According to ACT Healthy Waterways program manager Dr Ralph Ogden, there will also be other benefits.
“Naturalisation projects like these are really important, not just for cleaning up Lake Tuggeranong, but you get benefits for biodiversity – you might have seen ducks fly past a couple of minutes ago – you get urban heat benefits, so the area will be a little cooler because of this,” he said.
“All values are improved.

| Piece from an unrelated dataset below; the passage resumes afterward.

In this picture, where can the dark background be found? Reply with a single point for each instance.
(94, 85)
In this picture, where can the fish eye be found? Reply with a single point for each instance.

Some people will enjoy visiting the site and the amenity of it.”
The government is planning the same for Sullivan’s Creek in the city and working with UC on ways to clean up Lake Burley Griffin.
During the consultation period earlier this year, locals said they “disliked the concrete drains, litter and graffiti, stagnant pools and associated algae outbreaks”.
“Many respondents felt the creek looks neglected,” the listening report published in February 2024 read.
Up to 30 per cent of the 290 respondents said they wanted Sullivan’s Creek turned into a more natural waterway, such as “a meandering creek, chain of ponds, swampy meadows and/or wetlands, to create pools and ponds for native animals”.
Mr Rattenbury said the combined effect of the re-naturalisation projects will take time to show results.
“The problems in Lake Tuggeranong have built up over many years, so it’s not an instant fix … There’s been a lot of scientific research into what’s coming into the lake – where it’s coming from and how we can take some of those nutrients out … It starts right at the top of the catchment and we’re gradually working our way down and looking at a range of different projects to make sure the signs we’re getting are good.”
The government is also refreshing its 2014-2044 ACT Water Strategy, currently open for feedback on the YourSay Conversations website.
“There will be a whole bunch of stuff around us changing our practices – governments, businesses and residents changing how they operate how they deal with leaves and grass, and then some ideas around new infrastructure,” Mr Rattenbury said.